# Bei mod rewrites get-werte unterbinden...



## Sebigf (15. Januar 2006)

Hallo zusammen!

Ich habe in meinem Script mod-rewrites eingebaut.

Nun möchte ich ein Formular einbinden mit dem man nach Kategorien, Hits und Auf- u. Absteigend sortieren kann.

Ich habe das alles mit GET geregelt...

Aber wenn ich jetzt das Fomular abschicke, setzt der Browser ?var=..... hinter meine URLs.

Ich möchte es aber so haben, dass es bei den normalen Rewrites bleibt.

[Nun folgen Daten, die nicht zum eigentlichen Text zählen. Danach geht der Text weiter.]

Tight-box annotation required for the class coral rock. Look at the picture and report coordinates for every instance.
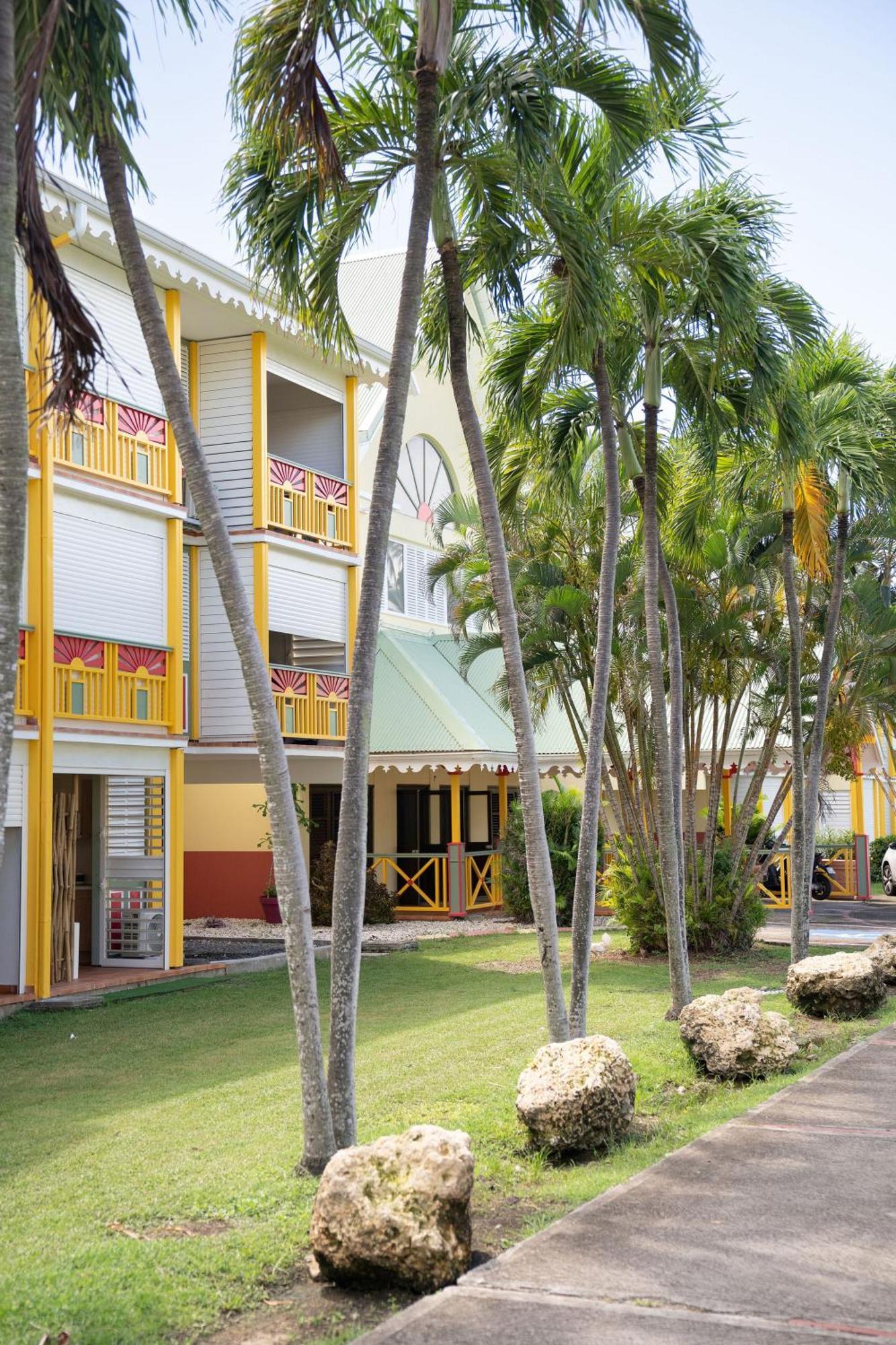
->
[311,1126,474,1293]
[865,933,896,986]
[787,952,887,1018]
[678,986,799,1079]
[517,1037,635,1153]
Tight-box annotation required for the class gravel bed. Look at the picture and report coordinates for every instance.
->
[183,916,516,958]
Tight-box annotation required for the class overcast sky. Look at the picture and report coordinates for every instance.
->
[66,0,896,360]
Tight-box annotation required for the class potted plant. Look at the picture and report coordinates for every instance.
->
[251,780,312,924]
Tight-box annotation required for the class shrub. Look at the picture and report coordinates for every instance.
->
[311,841,395,925]
[501,781,592,924]
[604,843,766,955]
[868,837,896,880]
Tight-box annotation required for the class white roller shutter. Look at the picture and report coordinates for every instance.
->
[268,560,347,644]
[180,547,190,659]
[66,266,165,416]
[52,496,167,644]
[5,761,24,827]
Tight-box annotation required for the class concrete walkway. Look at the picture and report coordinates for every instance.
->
[363,1025,896,1345]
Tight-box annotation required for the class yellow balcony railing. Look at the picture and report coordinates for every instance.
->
[54,633,172,725]
[50,397,173,495]
[268,457,352,547]
[270,666,348,740]
[15,627,34,714]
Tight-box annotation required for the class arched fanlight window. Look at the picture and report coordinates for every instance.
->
[393,434,455,523]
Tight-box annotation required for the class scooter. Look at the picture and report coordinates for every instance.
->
[763,850,837,901]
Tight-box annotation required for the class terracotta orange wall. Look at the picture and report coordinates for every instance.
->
[183,850,270,920]
[183,784,270,920]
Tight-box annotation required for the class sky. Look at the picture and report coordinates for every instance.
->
[66,0,896,362]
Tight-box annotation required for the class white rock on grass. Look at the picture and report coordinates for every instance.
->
[678,986,799,1079]
[865,933,896,986]
[311,1126,474,1293]
[787,952,887,1018]
[517,1036,635,1153]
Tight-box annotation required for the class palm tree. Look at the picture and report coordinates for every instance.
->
[227,0,696,1103]
[30,0,333,1171]
[0,0,101,862]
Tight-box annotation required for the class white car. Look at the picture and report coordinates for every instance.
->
[880,845,896,897]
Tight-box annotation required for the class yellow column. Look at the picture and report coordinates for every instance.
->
[723,771,731,837]
[167,518,183,733]
[165,289,183,504]
[168,748,184,967]
[187,546,202,738]
[849,775,865,835]
[251,332,268,527]
[26,308,55,999]
[251,542,270,659]
[451,771,460,841]
[498,771,507,839]
[345,377,358,551]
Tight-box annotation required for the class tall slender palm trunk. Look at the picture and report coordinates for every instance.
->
[0,0,28,862]
[97,137,333,1173]
[782,500,809,962]
[645,363,690,1018]
[802,467,849,909]
[437,237,567,1041]
[569,342,622,1037]
[328,66,438,1147]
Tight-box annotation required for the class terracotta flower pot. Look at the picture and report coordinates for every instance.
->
[258,897,282,924]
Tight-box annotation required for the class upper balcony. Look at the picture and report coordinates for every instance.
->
[50,397,175,495]
[266,371,355,550]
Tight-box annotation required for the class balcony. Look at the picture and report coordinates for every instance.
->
[270,664,348,741]
[268,455,354,549]
[50,397,173,495]
[52,633,172,726]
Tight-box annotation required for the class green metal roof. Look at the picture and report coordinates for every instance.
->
[370,627,577,757]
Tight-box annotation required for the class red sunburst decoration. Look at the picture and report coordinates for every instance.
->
[270,668,308,695]
[269,457,305,495]
[52,635,106,668]
[317,674,348,701]
[118,406,165,444]
[118,644,168,677]
[315,476,348,504]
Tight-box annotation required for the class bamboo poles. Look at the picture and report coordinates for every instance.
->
[52,776,79,982]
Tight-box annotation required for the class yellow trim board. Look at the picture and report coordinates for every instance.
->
[251,332,268,527]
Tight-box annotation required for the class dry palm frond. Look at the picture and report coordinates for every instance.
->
[794,464,830,580]
[16,0,102,414]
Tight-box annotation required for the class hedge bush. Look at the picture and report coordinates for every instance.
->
[604,843,766,955]
[311,841,395,925]
[501,781,603,925]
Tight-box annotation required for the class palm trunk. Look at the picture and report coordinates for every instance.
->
[97,137,333,1173]
[0,0,28,863]
[328,66,438,1147]
[782,500,809,962]
[645,346,692,1018]
[803,467,849,908]
[436,230,567,1041]
[569,342,613,1037]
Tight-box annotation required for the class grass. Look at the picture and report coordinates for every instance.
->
[0,935,896,1345]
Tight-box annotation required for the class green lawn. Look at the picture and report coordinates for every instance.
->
[0,935,896,1345]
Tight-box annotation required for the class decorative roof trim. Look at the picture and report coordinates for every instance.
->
[42,174,391,382]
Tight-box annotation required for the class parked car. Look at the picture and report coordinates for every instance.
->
[880,845,896,897]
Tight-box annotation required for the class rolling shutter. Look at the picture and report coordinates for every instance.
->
[268,561,347,644]
[52,498,167,644]
[66,266,165,416]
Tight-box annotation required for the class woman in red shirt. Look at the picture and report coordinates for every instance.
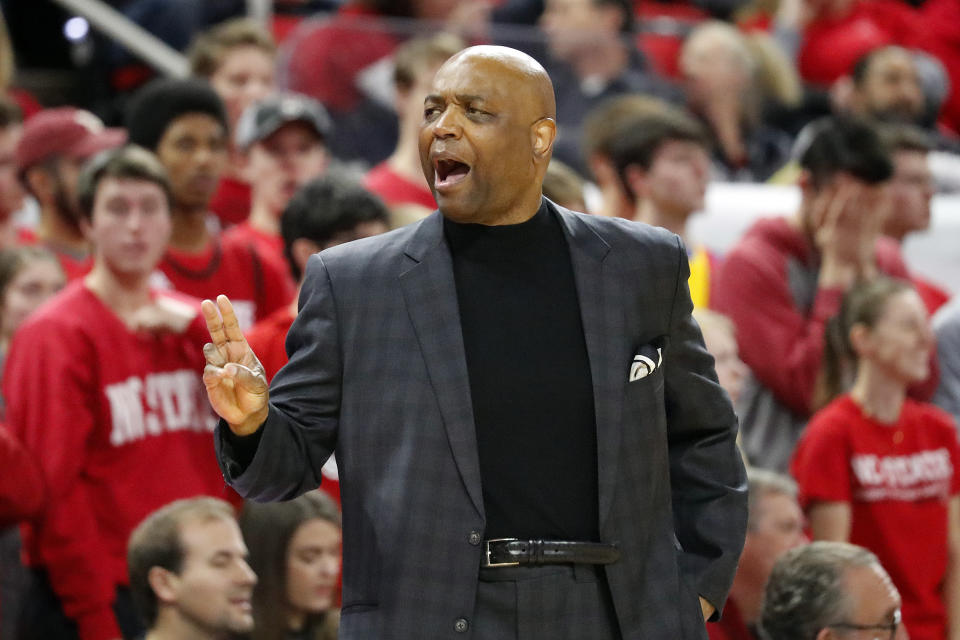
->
[791,278,960,640]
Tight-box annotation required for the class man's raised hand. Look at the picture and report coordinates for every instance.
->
[200,295,268,436]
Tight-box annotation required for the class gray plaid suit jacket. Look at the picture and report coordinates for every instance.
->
[216,198,746,640]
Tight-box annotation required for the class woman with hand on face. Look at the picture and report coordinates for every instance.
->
[791,278,960,640]
[240,491,341,640]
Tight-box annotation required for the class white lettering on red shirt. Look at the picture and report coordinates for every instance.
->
[105,369,216,447]
[850,447,953,502]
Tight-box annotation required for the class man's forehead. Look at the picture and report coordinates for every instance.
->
[843,565,900,608]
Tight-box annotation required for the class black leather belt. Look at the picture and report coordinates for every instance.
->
[480,538,620,568]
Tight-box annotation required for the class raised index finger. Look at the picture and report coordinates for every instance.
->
[217,294,246,342]
[200,300,227,349]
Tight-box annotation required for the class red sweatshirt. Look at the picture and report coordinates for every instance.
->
[0,424,43,529]
[3,281,226,640]
[158,234,296,330]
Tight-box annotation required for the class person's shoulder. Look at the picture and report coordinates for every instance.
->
[903,397,957,438]
[554,211,678,248]
[17,280,95,333]
[933,295,960,337]
[319,212,442,268]
[804,394,862,436]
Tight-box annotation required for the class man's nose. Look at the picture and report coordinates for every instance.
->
[433,107,463,138]
[237,560,257,585]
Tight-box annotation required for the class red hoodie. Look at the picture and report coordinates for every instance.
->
[714,218,936,416]
[3,281,228,640]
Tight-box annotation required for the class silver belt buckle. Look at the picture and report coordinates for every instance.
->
[483,538,520,567]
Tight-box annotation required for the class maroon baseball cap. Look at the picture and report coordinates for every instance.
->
[17,107,127,174]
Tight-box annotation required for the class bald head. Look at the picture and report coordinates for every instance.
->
[419,46,557,225]
[438,45,557,120]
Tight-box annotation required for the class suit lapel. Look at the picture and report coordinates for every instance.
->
[557,207,630,532]
[400,212,483,515]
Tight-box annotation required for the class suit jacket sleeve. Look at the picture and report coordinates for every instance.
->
[214,256,342,502]
[664,238,747,610]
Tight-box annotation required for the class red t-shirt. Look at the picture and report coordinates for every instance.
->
[3,281,228,640]
[158,237,295,330]
[791,394,960,640]
[0,424,44,528]
[16,227,93,282]
[910,275,950,316]
[221,220,286,263]
[246,305,340,505]
[210,176,250,227]
[363,162,437,211]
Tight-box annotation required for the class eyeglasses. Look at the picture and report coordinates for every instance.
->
[827,609,903,640]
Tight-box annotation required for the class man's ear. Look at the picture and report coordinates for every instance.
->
[814,628,837,640]
[290,238,320,273]
[531,118,557,159]
[850,322,873,358]
[147,567,180,604]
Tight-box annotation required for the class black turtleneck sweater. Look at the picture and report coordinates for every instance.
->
[444,204,599,540]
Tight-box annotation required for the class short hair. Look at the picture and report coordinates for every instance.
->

z.B. ./news,main,0,0,0.htm

Kann einer helfen ?

Danke


----------



## Maik (16. Januar 2006)

Ich schiebe den Thread mal auf Verdacht in das PHP-Forum.


----------



## Dennis Wronka (16. Januar 2006)

Ich denk das ist eher was fuer's Web-Server-Forum, da es ja um Mod_Rewrite geht.


----------



## Gumbo (16. Januar 2006)

Du hast das richtige Stichwort bereits im Titel genannt: Apaches „mod_rewrite“-Modul. Wo genau liegt dein Problem?


----------